Negatives outlined by Schjeldahl that could adversely impact economic development include local industries being vulnerable to closure and downsizing, a shortage of available land and buildings resources, the county’s relatively isolated location which minimizes outside growth pressures, and the county’s economic development strategy is “poorly defined.”
Schjeldahl said retail is not a solution for economic sustainability. He also said the portion of Interstate 26 that runs through the county sees a relatively low traffic volume and that the long-term value of the CSX rail line is uncertain as the coal industry continues to face difficulties.

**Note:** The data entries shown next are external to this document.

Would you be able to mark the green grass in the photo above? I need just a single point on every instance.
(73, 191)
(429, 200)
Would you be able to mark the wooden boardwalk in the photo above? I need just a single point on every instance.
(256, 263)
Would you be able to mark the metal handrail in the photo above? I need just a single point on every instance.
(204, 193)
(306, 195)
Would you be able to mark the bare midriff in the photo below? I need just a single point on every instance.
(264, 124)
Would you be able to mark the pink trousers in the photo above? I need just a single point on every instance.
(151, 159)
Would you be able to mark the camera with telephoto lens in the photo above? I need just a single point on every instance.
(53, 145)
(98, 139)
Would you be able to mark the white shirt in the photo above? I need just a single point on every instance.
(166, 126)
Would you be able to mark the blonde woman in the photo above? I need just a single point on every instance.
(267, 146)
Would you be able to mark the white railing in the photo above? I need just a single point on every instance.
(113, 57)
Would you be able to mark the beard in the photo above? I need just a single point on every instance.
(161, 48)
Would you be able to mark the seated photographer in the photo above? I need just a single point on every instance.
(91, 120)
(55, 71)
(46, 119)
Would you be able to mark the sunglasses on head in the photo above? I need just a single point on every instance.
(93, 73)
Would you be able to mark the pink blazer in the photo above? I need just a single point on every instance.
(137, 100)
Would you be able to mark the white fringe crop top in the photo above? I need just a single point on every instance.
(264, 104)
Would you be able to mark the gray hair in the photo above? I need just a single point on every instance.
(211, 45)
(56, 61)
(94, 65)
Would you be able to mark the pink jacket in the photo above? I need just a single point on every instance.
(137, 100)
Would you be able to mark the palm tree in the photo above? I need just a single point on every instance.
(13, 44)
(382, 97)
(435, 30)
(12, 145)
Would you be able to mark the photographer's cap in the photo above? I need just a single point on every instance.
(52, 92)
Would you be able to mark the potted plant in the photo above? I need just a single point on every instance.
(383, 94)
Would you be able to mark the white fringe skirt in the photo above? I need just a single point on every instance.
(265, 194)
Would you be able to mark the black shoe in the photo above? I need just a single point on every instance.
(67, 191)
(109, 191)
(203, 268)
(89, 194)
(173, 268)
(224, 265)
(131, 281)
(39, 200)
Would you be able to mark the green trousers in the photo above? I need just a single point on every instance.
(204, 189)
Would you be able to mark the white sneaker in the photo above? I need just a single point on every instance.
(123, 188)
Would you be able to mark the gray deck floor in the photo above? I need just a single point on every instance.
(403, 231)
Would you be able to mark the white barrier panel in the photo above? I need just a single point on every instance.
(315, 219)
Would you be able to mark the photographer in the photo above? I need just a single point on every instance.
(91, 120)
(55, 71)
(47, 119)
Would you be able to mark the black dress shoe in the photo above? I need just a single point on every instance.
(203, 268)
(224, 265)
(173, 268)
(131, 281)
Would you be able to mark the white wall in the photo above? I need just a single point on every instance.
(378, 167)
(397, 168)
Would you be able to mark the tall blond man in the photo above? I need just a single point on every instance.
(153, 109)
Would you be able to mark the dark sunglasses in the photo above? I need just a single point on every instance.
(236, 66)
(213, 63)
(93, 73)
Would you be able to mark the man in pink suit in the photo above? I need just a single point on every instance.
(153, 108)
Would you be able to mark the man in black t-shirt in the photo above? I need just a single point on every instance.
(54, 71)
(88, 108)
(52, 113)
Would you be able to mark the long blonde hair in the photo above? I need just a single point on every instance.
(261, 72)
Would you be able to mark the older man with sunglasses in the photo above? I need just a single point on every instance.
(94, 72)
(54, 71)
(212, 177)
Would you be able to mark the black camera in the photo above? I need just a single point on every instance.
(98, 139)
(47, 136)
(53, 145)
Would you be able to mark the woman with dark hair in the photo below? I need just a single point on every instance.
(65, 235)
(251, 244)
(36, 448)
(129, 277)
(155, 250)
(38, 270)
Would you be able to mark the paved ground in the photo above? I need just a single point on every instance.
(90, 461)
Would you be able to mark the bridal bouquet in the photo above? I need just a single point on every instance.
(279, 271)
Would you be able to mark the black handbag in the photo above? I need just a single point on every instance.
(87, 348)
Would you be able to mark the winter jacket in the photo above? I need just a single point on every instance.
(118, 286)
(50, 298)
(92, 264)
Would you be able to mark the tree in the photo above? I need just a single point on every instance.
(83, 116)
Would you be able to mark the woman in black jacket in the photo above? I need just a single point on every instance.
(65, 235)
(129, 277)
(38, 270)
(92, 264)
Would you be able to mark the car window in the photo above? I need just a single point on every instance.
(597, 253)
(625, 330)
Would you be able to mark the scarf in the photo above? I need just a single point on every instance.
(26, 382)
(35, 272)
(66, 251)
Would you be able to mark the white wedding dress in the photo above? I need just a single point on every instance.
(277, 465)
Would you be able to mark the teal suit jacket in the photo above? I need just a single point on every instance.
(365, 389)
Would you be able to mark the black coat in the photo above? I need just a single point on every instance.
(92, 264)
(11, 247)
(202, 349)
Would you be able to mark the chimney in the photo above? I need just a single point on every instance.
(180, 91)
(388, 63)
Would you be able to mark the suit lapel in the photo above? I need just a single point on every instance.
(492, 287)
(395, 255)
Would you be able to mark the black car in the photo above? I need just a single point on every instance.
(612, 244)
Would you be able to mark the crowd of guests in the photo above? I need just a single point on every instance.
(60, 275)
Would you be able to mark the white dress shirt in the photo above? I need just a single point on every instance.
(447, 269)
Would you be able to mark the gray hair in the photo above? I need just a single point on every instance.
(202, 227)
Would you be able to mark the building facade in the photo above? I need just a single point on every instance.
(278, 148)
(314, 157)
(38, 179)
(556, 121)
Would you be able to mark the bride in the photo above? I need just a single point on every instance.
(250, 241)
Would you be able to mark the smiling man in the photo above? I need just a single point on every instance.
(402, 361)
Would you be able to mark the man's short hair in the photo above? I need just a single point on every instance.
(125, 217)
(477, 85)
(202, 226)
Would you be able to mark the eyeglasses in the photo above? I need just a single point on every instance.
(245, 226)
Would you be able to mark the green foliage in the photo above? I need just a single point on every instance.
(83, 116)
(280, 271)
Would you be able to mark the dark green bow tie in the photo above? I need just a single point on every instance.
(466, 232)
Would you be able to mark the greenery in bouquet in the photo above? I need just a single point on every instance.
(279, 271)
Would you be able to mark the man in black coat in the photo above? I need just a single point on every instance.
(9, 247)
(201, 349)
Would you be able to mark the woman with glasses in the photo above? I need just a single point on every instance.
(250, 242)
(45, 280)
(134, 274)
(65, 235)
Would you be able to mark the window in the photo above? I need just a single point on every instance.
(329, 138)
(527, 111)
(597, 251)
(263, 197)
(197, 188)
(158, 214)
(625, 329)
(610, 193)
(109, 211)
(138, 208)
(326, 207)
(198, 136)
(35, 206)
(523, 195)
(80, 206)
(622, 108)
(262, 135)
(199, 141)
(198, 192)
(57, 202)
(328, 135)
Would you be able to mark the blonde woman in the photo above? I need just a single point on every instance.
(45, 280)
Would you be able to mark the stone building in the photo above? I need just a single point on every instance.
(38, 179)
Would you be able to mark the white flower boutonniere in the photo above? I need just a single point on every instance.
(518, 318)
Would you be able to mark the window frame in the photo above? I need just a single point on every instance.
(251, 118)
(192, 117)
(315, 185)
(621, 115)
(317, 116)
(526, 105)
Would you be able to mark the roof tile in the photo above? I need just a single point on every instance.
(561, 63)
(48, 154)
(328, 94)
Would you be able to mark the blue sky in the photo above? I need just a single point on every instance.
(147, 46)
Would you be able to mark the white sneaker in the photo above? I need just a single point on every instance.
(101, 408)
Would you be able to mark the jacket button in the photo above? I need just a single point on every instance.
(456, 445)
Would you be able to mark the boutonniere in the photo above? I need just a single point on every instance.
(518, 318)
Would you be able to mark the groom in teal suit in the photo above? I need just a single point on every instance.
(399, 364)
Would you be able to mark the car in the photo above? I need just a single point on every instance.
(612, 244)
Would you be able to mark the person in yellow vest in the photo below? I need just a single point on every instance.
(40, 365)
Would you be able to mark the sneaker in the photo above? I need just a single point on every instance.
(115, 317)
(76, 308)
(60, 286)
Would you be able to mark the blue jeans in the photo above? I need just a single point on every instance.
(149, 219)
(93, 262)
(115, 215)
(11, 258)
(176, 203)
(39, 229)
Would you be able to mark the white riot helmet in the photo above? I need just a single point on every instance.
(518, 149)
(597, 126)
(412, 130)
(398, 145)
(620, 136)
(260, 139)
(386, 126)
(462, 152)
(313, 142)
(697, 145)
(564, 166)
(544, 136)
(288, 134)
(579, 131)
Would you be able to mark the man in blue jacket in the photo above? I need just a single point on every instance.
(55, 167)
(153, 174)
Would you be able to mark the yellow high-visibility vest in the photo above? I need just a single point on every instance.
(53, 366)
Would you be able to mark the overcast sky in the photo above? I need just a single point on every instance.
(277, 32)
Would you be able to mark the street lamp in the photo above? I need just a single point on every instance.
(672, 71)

But Schjeldahl said Unicoi County has plenty of cultural and natural resources that are attractive, including a beautiful yet underutilized downtown Erwin, various outdoor recreational opportunities, the state and federal fish hatcheries, a number of festivals, its railroad heritage, and even its history with the hanging of Mary the elephant – something Schjeldahl feels the community needs to embrace.
“I can see no other alternative for you than to embrace that,” Schjeldahl said, after mentioning that Google searches of Unicoi County returned stories on the hanging before providing other information about the county. “If you try to just bury this thing, it will never go away…Some things never die if you don’t change the perception that people have, and you’ve got to address this elephant hanging. It’s the elephant in the room, right?”
He added that the community’s hard-working population, the new Unicoi County Memorial Hospital, the area’s strong educational assets and the stock of attractive housing found throughout the county could also be attractive to industries.
Along with clearly defining its economic development strategy to retain local jobs and to attract technology-driven industries and tourism, Schjeldahl said Unicoi County should look at possibly developing a land use plan and should develop an identity through the creation of a brand and marketing plan.
“You’ve got so many things that you could work on here,” Schjeldahl said. “You have to set some priorities so you can use your resources effectively. And I would say support the efforts of economic development here…You’ve got a real opportunity here to reshape this community, not in a way that’s going to change your heritage, but to build on it because you can control that growth. Not all communities have that opportunity.”
Leanne Cox, site development director for the TNECD, said once the report is complete it will be provided to local economic development leaders to use as guidance if they so choose.
“Our commissioner is committed to doubling down in our rural communities, especially the ones that are maybe not as well off as some of the other ones, and this is one of the services that we’re proud to provide,” she said.